L’auteur ne craint pas d’aborder les récents événements en Afghanistan. Ce volume offre la meilleure réparation que je n’ai encore vue. Vers la fin de l’ouvrage, un militaire laisse entendre que le fait de demander si la mission en valait la peine passe à côté de l’essentiel. Rien ne remplace la perte d’un être cher. Les militaires étaient tout à fait conscients – même quand ils étaient en déploiement – que le message national de restauration de la paix et de la stabilité en Afghanistan n’allait pas fonctionner. Pendant qu’ils étaient là, ils ont simplement essayé de rendre la vie des gens de l’Afghanistan un peu plus simple parce que c’était leur travail.
Cela soulève une dernière question, qui devrait susciter davantage de réflexion et d’analyse. Les histoires font remarquer qu’il s’agissait de la première fois qu’une force professionnelle, composée de volontaires qui avaient choisi de faire une carrière militaire, participait à une mission de combat prolongée. Cela a créé des pressions uniques sur la mission, des militaires déployés qui se sont succédé par rotation dans le théâtre aux demandes de cours professionnels et d’instruction à leur retour au Canada, au côté plus laid du carriérisme en tant que facteur dans la planification opérationnelle pendant le déploiement. Les postes de commandement pendant le déploiement étaient convoités et hautement vénérés et le rendement avait des conséquences pour la progression de carrière au-delà de la présence du Canada en Afghanistan. Ce sont toutes des questions qui doivent être posées à propos de l’expérience en Afghanistan.
No Names, No Pack Drill fournit une riche base d’information à travers les histoires de personnes qui ont vécu la présence du Canada en Afghanistan. Les personnes qui souhaitent développer davantage la profession des armes devraient lire cet ouvrage, y réfléchir, en tirer des leçons et le consulter. Il s’agit d’une excellente source pour les vétérans qui cherchent à trouver un peu de réconfort à l’idée de savoir qu’ils ne sont pas seuls, ainsi que pour toutes les personnes curieuses de connaître tous les aspects de la mission en Afghanistan.

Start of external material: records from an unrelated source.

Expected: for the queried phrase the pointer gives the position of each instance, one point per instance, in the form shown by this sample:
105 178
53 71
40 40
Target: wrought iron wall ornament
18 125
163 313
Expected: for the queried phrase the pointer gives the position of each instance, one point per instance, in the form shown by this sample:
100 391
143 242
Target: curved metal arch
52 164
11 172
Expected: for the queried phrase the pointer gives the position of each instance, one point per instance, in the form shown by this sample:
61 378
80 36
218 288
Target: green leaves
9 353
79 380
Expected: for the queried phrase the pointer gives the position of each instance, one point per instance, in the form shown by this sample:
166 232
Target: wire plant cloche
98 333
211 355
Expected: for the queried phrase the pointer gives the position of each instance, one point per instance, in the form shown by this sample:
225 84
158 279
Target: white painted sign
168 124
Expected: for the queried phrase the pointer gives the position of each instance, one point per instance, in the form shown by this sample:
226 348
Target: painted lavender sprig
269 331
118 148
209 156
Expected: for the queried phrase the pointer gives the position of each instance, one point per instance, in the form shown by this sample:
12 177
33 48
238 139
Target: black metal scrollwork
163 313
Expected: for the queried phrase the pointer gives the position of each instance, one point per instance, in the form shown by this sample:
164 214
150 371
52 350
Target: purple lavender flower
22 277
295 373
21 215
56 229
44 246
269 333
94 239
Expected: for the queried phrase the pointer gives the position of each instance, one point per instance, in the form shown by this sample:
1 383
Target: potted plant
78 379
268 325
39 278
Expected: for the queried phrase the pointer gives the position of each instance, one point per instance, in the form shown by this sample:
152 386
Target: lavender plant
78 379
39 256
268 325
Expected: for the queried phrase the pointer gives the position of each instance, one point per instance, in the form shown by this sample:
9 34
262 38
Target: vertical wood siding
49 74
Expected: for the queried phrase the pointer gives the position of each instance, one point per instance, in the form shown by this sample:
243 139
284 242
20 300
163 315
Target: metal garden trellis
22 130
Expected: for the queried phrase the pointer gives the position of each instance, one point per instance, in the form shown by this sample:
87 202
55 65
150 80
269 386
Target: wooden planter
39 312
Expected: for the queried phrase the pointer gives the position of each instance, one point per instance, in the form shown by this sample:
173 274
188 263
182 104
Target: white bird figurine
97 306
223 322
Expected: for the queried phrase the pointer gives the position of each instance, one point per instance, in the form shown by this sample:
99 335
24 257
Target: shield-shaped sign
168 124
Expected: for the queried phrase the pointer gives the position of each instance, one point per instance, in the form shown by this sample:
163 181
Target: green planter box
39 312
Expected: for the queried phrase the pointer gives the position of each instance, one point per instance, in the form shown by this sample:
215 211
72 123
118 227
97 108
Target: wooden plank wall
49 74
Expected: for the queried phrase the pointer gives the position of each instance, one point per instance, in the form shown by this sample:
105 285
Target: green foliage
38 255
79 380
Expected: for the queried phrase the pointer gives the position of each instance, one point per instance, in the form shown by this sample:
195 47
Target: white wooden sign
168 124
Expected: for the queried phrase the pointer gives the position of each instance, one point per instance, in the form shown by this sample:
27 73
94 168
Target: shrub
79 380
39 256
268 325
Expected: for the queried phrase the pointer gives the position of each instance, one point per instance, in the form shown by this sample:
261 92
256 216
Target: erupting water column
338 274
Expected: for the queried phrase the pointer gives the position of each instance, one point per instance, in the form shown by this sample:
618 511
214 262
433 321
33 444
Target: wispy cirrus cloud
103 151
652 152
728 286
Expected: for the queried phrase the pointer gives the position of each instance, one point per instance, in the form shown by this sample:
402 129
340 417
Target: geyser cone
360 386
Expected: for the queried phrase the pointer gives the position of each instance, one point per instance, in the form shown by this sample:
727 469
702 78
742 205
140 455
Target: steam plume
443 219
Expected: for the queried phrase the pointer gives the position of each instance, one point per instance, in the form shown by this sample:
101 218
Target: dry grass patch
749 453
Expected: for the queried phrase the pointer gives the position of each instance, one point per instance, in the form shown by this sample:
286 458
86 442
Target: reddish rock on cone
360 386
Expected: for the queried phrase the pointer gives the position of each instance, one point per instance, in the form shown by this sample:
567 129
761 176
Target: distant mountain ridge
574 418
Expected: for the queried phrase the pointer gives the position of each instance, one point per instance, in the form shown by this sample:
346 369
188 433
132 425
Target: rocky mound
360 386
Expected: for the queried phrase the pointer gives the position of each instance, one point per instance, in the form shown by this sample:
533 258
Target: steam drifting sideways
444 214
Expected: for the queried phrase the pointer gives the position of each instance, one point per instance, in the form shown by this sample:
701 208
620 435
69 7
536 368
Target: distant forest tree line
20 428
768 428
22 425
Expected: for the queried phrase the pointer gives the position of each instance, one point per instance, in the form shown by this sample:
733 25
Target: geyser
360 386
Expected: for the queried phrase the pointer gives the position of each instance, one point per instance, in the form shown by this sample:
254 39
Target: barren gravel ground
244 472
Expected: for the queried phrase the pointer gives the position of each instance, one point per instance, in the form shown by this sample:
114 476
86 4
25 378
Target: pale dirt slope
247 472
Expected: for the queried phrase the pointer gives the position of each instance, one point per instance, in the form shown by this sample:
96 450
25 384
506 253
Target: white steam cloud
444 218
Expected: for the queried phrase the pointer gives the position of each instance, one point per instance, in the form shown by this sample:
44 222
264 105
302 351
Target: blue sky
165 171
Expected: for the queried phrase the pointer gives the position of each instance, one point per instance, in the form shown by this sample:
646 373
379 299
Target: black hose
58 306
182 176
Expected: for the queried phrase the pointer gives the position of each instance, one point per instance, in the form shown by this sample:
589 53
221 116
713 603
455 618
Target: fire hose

Ce livre est une mine d’or — à lire absolument.
À PROPOS DE L’AUTEUR
H. Christian Breede est un analyste de la recherche aux Concepts professionnels et développement du leader à l'Académie canadienne de la Défense. Officier d’infanterie retraité avec une expérience de déploiement en Haïti (2004) et en Afghanistan (2008-2009), Christian détient un doctorat en études de la guerre du Collège militaire royal du Canada. Il a offert des cours et il a publié des ouvrages sur des sujets comme la politique étrangère, la culture militaire et le leadership.
Cet article a été publié pour la première fois en ligne dans la section Rafales Courtes du Journal de l'Armée du Canada (janvier 2025).